• Song:

    The Green Fields Of France

  • Artist:

    Dropkick Murphys

The Green Fields Of France by Dropkick Murphys

this is simaler to other vertions on here but it has a diffrent vertion of the lyrics       

hope u all enjoy



    |G          |G          |C        |Am
Well, how do you do, Private William McBride,
       |D        |D            |G           |D
Do you mind if I sit down here by your graveside?
     |G        |G           |C          |Am
And rest for awhile in the warm summer sun,
          |D          |D       |C         |G
I've been walking all day, and I'm nearly done.

      |G          |G                   |C       |Am
And I see by your gravestone you were only nineteen
         |D              |D            |G|D
When you joined the glorious fallen in 1916,
        |G            |G           |C            |Am
Well, I hope you died quick and I hope you died clean
    |D       |D            |C         |G
Or, Willie McBride, was it slow and obscene?


         |D            |D               |C              |G
Did they Beat the drum slowly, did the play the pipes lowly?
        |D          |D               |C          |G
Did the rifles fir o'er you as they lowered you down?
        |C             |C            |D      |D
Did the bugles sound The Last Post in chorus?
        |C             |Am            |D |G
Did the pipes play the Flowers of the Forest?
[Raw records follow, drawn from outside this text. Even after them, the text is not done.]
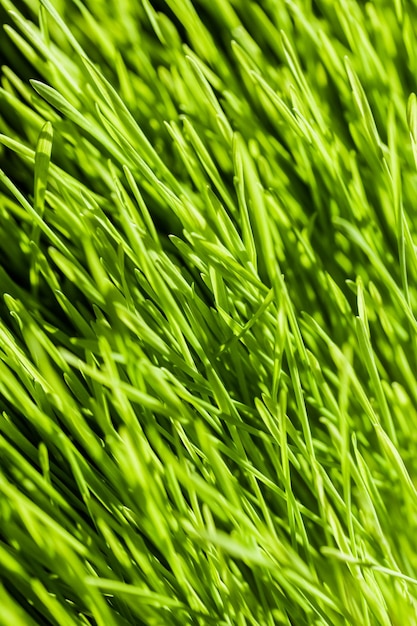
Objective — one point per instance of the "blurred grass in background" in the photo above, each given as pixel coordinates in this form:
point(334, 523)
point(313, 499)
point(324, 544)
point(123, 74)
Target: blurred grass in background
point(207, 333)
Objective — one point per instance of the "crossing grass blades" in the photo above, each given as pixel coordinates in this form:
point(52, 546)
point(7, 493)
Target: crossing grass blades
point(208, 334)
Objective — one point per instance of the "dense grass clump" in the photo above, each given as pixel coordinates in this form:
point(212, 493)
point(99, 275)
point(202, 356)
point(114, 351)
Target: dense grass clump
point(208, 339)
    |G          |G          |C        |Am
And did you leave a wife or a sweetheart behind
       |D        |D            |G           |D
In some loyal heart is your memory enshrined?
     |G        |G           |C          |Am
And, though you died back in 1916,
          |D          |D       |C         |G
To that loyal heart are you forever nineteen?

      |G          |G                   |C       |Am
Or are you a stranger without even a name,
         |D              |D            |G|D
Forever enshrined behind some glass pane,
        |G            |G           |C            |Am
In an old photograph, torn and tattered and stained,
    |D       |D            |C         |G
And fading to yellow in a brown leather frame?



         |D            |D               |C              |G
Did they Beat the drum slowly, did the play the pipes lowly?
        |D          |D               |C          |G
Did the rifles fir o'er you as they lowered you down?
        |C             |C            |D      |D
Did the bugles sound The Last Post in chorus?
        |C             |Am            |D |G
Did the pipes play the Flowers of the Forest?



    |G          |G          |C        |Am
The sun's shining down on these green fields of France;
       |D        |D            |G           |D
The warm wind blows gently, and the red poppies dance.
     |G        |G           |C          |Am
The trenches have vanished long under the plow;
          |D          |D       |C         |G
No gas and no barbed wire, no guns firing now.
      |G          |G                   |C       |Am
But here in this graveyard that's still No Man's Land
         |D              |D            |G       |D
The countless white crosses in mute witness stand
        |G            |G           |C            |Am
To man's blind indifference to his fellow man.
    |D       |D            |C         |G
And a whole generation who were butchered and damned.



         |D            |D               |C              |G
Did they Beat the drum slowly, did the play the pipes lowly?
        |D          |D               |C          |G
Did the rifles fir o'er you as they lowered you down?
        |C             |C            |D      |D
Did the bugles sound The Last Post in chorus?
        |C             |Am            |D |G
Did the pipes play the Flowers of the Forest?



    |G          |G          |C        |Am
And I can't help but wonder, no Willie McBride,
       |D        |D            |G           |D
Do all those who lie here know why they died?
     |G        |G           |C          |Am
Did you really believe them when they told you "The Cause?"
          |D          |D       |C         |G
Did you really believe that this war would end wars?
      |G          |G                   |C       |Am
Well the suffering, the sorrow, the glory, the shame
         |D              |D            |G       |D
The killing, the dying, it was all done in vain,
    |D       |D            |C         |G
For Willie McBride, it all happened again,
    |D       |D            |C         |G
And again, and again, and again, and again.